Sedangkan kata nasional merupakan
identitas yang melekat pada kelompok-kelompok yang lebih besar yang diikat oleh
kesamaan-kesamaan, baik fisik seperti budaya, agama, dan bahasa maupun non
fisik seperti keinginan, cita-cita dan tujuan. Himpunan kelompok-kelompok
inilah yang kemudian disebut dengan istilah identitas bangsa atau identitas
nasional yang pada akhirnya melahirkan tindakan kelompok (colective action) yang diwujudkan dalam bentuk organisasi atau
pergerakan-pergerakan yang diberi atribut-atribut nasional. Kata nasional sendiri tidak bisa dipisahkan dari
kemunculan konsep nasionalisme.
Unsur-Unsur Identitas Nasional
Identitas
Nasional Indonesia merujuk pada suatu bangsa yang majemuk. Kemajemukan itu
merupakan gabungan dari unsur-unsur pembentuk identitas yaitu suku bangsa, agama,
kebudayaan dan bahasa.
1) Suku Bangsa: adalah golongan sosial yang khusus yang bersifat
askriptif (ada sejak lahir), yang sama coraknya dengan golongan umur dan jenis
kelamin. Di Indonesia terdapat banyak sekali suku bangsa atau kelompok etnis
dengan tidak kurang 300 dialek bahasa.
2)
Agama: bangsa
Indonesia dikenal sebagai masyarakat yang agamis. Agama-agama yang tumbuh dan
berkembang di nusantara adalah agama Islam, Kristen, Katholik, Hindu, Budha dan
Kong Hu Cu. Agama Kong Hu Cu pada masa Orde Baru tidak diakui sebagai agama
resmi negara namun sejak pemerintahan Presiden Abdurrahman Wahid, istilah agama
resmi negara dihapuskan.
3) Kebudayaan, adalah pengetahuan manusia sebagai makhluk sosial
yang isinya adalah perangkat-perangkat atau model-model pengetahuan yang secara
kolektif digunakan oleh pendukung-pendukungnya untuk menafsirkan dan memahami
lingkungan yang dihadapi dan digunakan sebagai rujukan atau pedoman untuk
bertindak (dalam bentuk kelakuan dan benda-benda kebudayaan) sesuai dengan lingkungan
yang dihadapi.
4)
Bahasa: merupakan
unsur pendukung identitas nasional yang lain. Bahasa dipahami sebagai sistem
perlambang yang secara arbiter dibentuk atas unsur-unsur bunyi ucapan manusia
dan yang digunakan sebagai sarana berinteraksi antar manusia.
Dari
unsur-unsur Identitas Nasional tersebut
diatas dapat dirumuskan pembagiannya menjadi 3 bagian sebagai berikut :
1). Identitas
Fundamental; yaitu Pancasila
yang merupakan Falsafah Bangsa, Dasar Negara, dan Ideologi Negara.
2)
Identitas Instrumental yang berisi UUD 1945 dan Tata Perundangannya, Bahasa Indonesia, Lambang
Negara, Bendera Negara, Lagu Kebangsaan “Indonesia Raya”.
3)
Identitas Alamiah yang meliputi Negara Kepulauan (archipelago) dan
pluralisme dalam suku, bahasa, budaya dan agama serta kepercayaan (agama).
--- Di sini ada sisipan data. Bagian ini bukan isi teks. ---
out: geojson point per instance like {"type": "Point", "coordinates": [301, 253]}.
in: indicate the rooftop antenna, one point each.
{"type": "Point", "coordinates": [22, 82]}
Keterkaitan Globalisasi dengan Identitas
Nasional
a. Globalisasi
Adanya Era Globalisasi dapat berpengaruh terhadap
nilai-nilai budaya bangsa Indonesia.
Era Globalisasi tersebut mau tidak mau, suka atau tidak suka telah datang dan menggeser nilai-nilai yang
telah ada. Nilai-nilai tersebut baik yang bersifat positif maupun yang bersifat
negatif. Ini semua merupakan ancaman,
tantangan dan sekaligus sebagai
peluang bagi bangsa Indonesia
untuk berkreasi, dan berinovasi di segala aspek kehidupan.
Di Era
Globalisasi pergaulan antar bangsa semakin ketat. Batas antar negara
hampir tidak ada artinya, batas wilayah tidak lagi menjadi penghalang.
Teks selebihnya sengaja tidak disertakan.